Regularization path — as \(\lambda\) grows (left→right), orange noise variables hit zero first; GDP (\(\beta=1.200\)) persists longest. Dashed/dotted lines mark \(\lambda_{\min}\) and \(\lambda_{1\text{se}}\).
Six bars survive (steel blue = true predictor correctly kept); gray bars are dropped. No orange — zero noise variables falsely selected.
| Variable | LASSO \(\hat\beta\) | Post-LASSO \(\hat\beta\) | True \(\beta\) |
|---|---|---|---|
| log_gdp | 1.190 | 1.165 | 1.200 |
| fossil_fuel | 0.007 | 0.012 | 0.012 |
| urban_pop | 0.004 | 0.008 | 0.010 |
| trade_network | 0.631 | 0.898 | 0.500 |
LASSO selects; OLS on the selected set estimates — recovering unbiased magnitudes.
\[p(\gamma_j)\propto\exp(-|\gamma_j|/\tau)\]
The Laplace prior (WALS) is peaked at zero with heavy tails — skeptical but open-minded. Its negative log is LASSO’s L1 penalty.
Six variables clear the \(|t|\geq 2\) line; GDP’s bar runs off the chart at 34.62, trade network next at 4.39. Noise variables all sit below 1.5.
Act III
| Variable | BMA PIP | LASSO | WALS \(\|t\|\) | Methods |
|---|---|---|---|---|
| log_gdp | 1.000 | yes | 34.62 | 3 |
| trade_network | 0.986 | yes | 4.39 | 3 |
| fossil_fuel | 0.948 | yes | 3.26 | 3 |
| industry | 0.841 | yes | 4.01 | 3 |
| urban_pop | 0.648 | yes | 3.11 | 2 |
| democracy | 0.607 | yes | 2.58 | 2 |
All five noise variables: flagged by none. Agreement across mechanically distinct methods is what earns credibility.
Method-agreement heatmap. Top four rows solid steel blue across all three methods; bottom five (noise) solid orange. Urban_pop and democracy split blue (LASSO/WALS) vs orange (BMA).

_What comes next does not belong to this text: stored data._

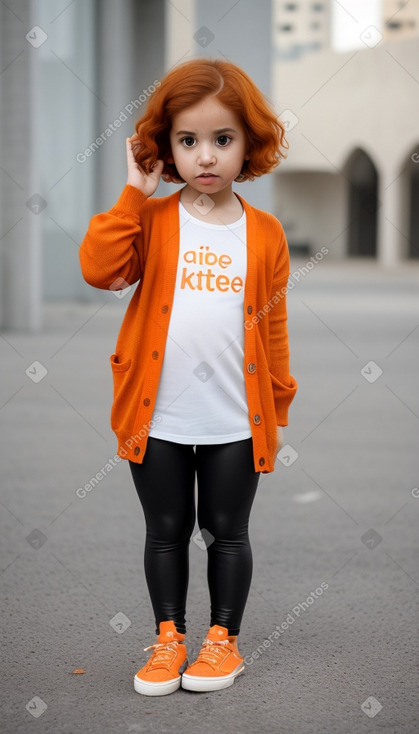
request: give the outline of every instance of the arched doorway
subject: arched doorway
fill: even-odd
[[[378,175],[371,158],[360,148],[345,166],[349,180],[348,255],[376,257]]]

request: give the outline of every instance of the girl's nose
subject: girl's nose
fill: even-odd
[[[215,152],[211,145],[202,145],[198,151],[198,163],[208,165],[215,161]]]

BMA PIP vs WALS \(|t|\). Upper-right quadrant = robust by both (the core four). Urban_pop and democracy: high \(|t|\) but PIP < 0.80 — BMA’s conservatism made visible.
Estimates vs true coefficients, faceted by method. Points on the 45° line = perfect recovery. GDP lands on the line for all three; trade network is overshot by all (low-variance regressor).

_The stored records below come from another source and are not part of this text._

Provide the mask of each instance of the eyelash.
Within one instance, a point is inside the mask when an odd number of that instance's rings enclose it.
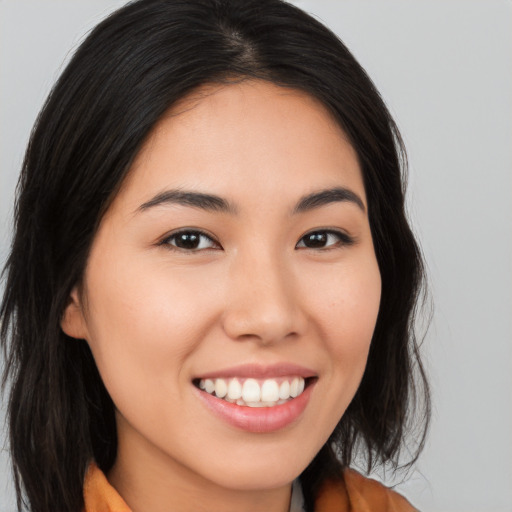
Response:
[[[215,248],[221,248],[220,244],[210,235],[205,233],[204,231],[201,231],[200,229],[181,229],[180,231],[176,231],[175,233],[172,233],[170,236],[164,238],[159,245],[165,245],[166,247],[169,247],[171,250],[175,251],[181,251],[181,252],[199,252],[204,251],[206,249],[214,249],[214,247],[178,247],[177,245],[171,243],[172,240],[176,241],[177,237],[184,235],[189,236],[195,236],[199,238],[199,245],[201,245],[201,242],[206,240],[209,240],[217,247]]]
[[[176,243],[172,243],[172,241],[176,242],[177,237],[179,236],[185,236],[188,235],[189,237],[192,236],[196,240],[198,240],[198,246],[197,247],[179,247],[176,245]],[[337,240],[334,243],[330,243],[329,245],[322,246],[322,247],[308,247],[304,243],[304,239],[306,237],[312,237],[313,235],[320,235],[320,242],[325,240],[326,242],[332,241],[332,237],[335,237]],[[206,240],[209,240],[211,244],[213,244],[216,247],[210,246],[210,247],[201,247],[201,244]],[[317,238],[318,240],[318,238]],[[347,247],[351,246],[355,243],[355,239],[348,235],[347,233],[344,233],[343,231],[338,231],[335,229],[315,229],[313,231],[309,231],[305,235],[303,235],[300,240],[295,245],[296,249],[311,249],[311,250],[317,250],[317,251],[328,251],[332,249],[337,249],[340,247]],[[301,245],[302,244],[302,245]],[[164,238],[159,245],[166,246],[170,248],[171,250],[175,251],[181,251],[181,252],[187,252],[187,253],[195,253],[199,251],[209,250],[209,249],[222,249],[222,246],[209,234],[205,233],[204,231],[201,231],[199,229],[182,229],[180,231],[176,231],[175,233],[172,233],[170,236]],[[210,244],[209,244],[210,245]]]
[[[313,235],[322,235],[326,238],[326,241],[329,241],[330,237],[335,237],[337,241],[335,243],[331,243],[330,245],[326,245],[323,247],[307,247],[306,245],[299,247],[299,244],[303,243],[306,237],[311,237]],[[336,229],[315,229],[303,235],[301,239],[297,242],[295,248],[328,251],[332,249],[338,249],[340,247],[351,246],[354,244],[354,242],[355,239],[348,235],[347,233],[344,233],[343,231],[338,231]]]

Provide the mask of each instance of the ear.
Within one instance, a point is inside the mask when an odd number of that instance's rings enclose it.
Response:
[[[87,327],[80,300],[80,293],[75,286],[69,294],[68,304],[60,320],[62,330],[72,338],[87,339]]]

| Method | Sensitivity | Specificity | Accuracy |
|---|---|---|---|
| BMA | 57.1% | 100% | 75.0% |
| LASSO | 85.7% | 100% | 91.7% |
| WALS | 85.7% | 100% | 91.7% |
Zero false positives across the board; the gap is in catching the moderate true effects.
Objection. Agreeing across three methods still can’t manufacture a causal effect.
Response. Correct. Triangulation buys robustness of selection, not identification. These coefficients are conditional associations; causal claims would still need exogeneity, no confounding, and correct functional form. The synthetic answer key validates the methods, not a CO\(_2\) policy.